The decision to seek external support reflects Tongwei’s shift in strategy, particularly as the company is expected to report a net loss of 7 billion to 7.5 billion yuan in 2024. This marks five consecutive quarters of losses, totaling around 10 billion yuan in losses attributable to the parent company. By the end of September 2024, Tongwei’s cash reserves were only 16.465 billion yuan, with accounts payable and notes payable amounting to 45.003 billion yuan, resulting in a record high debt-to-asset ratio of 69.04% in nearly a decade.

In response to prolonged pressure, Tongwei announced in November of last year that, given the continued low prices of polysilicon, the company was exploring production reduction plans and would adjust its production arrangements dynamically based on market conditions.

Subsequently, Tongwei decided to gradually implement technical upgrades and maintenance work at four of Yongxiang’s high-purity silicon production companies, leading to a phased and orderly reduction in production. As of now, Tongwei has yet to disclose a plan for resuming production. In a February investor relations activity, the company stated that the resumption plans for these facilities had not been fully determined. However, they expect to achieve full production within approximately one month after resuming operations, leveraging their deep technological expertise and efficient operational capabilities in the polysilicon sector.

In addition to production halting to counteract fluctuations in silicon material prices, Tongwei appears to be preparing for technical upgrades to ensure its competitiveness. According to an announcement on February 14 from Tongwei’s official website, an environmental impact report was published for the Phase II technical upgrade project of Sichuan Yongxiang New Energy Co., Ltd.. The project outlines the construction of a new high-purity granular silicon facility, adding 20,000 tons of high-purity silicon production capacity per year (including 10,000 tons of rod-shaped high-purity silicon and 10,000 tons of high-purity granular silicon).

The introduction of the new concept of “granular silicon,” distinct from rod-shaped and particle silicon, has sparked speculation in the market. This could signal Tongwei’s entry into the granular silicon market. It is understood that granular silicon has a lower cost compared to the currently popular rod-shaped silicon, although its market share remains relatively low. For instance, GCL-Poly Energy Holdings, which primarily produces granular silicon, reported a cash cost of 28.17 yuan per kilogram in the fourth quarter of last year, while DAQUAN Energy, which primarily produces rod-shaped silicon, had a unit cash cost of 35.19 yuan during the same period.

However, Tongwei has denied these speculations. A company representative stated to several media outlets that the granular silicon project is a research initiative aimed at enhancing the competitive advantage of rod-shaped silicon, with core processes, key parameters, and quality control systems having developed an independent technological pathway that significantly differs from other industry technologies. Specific details are currently not disclosed due to intellectual property protection and commercial confidentiality.

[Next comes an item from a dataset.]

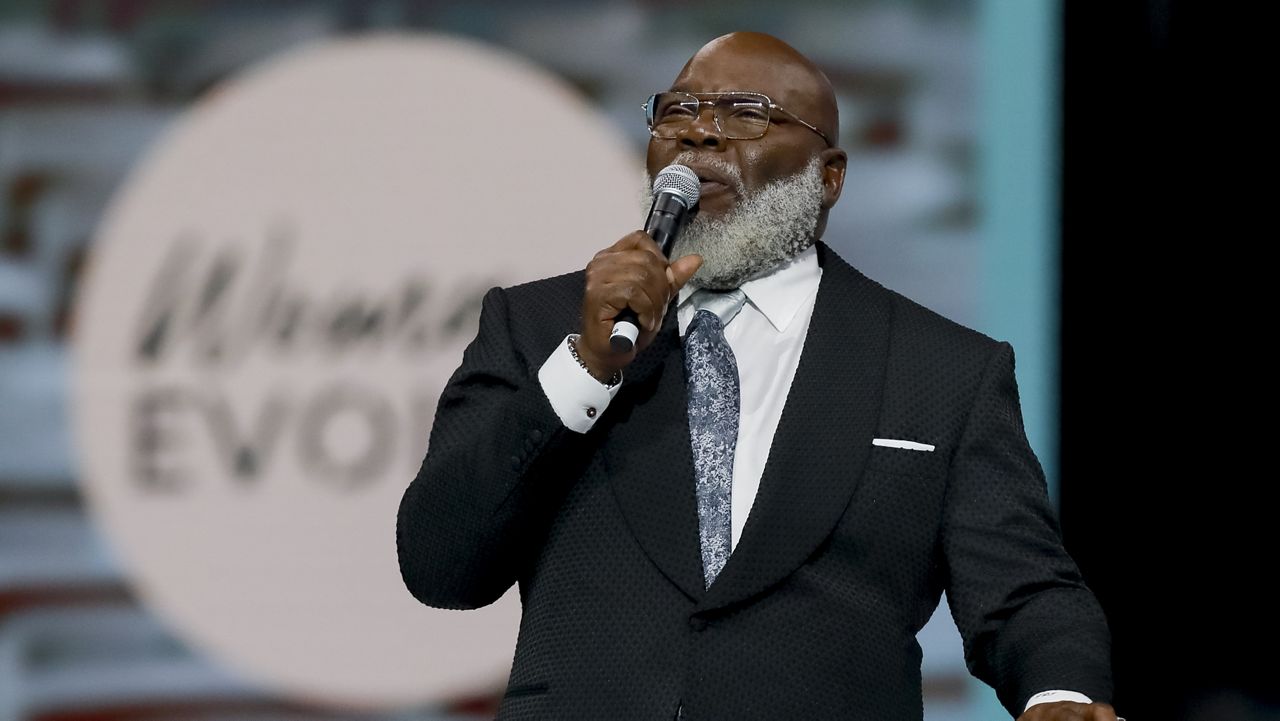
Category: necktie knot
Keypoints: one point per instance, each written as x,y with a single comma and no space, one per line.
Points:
723,304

The current market environment remains challenging. The Silicon Industry Branch of the China Nonferrous Metals Industry Association recently indicated that, based on supply and demand projections for this month, industry inventory is expected to continue declining. The significant consumption of polysilicon inventory by downstream sectors suggests a pessimistic attitude toward medium to long-term demand. At present, there is insufficient momentum for price increases in silicon materials. Unless other favorable factors emerge, prices are expected to stabilize in the short term, with downstream enterprises primarily focusing on structural replenishment.

Nevertheless, it is clear that Tongwei is actively addressing the photovoltaic winter through a series of strategies, including a substantial capital injection, production halts to mitigate losses, and technological upgrades, as it aims for a turnaround in the silicon material sector.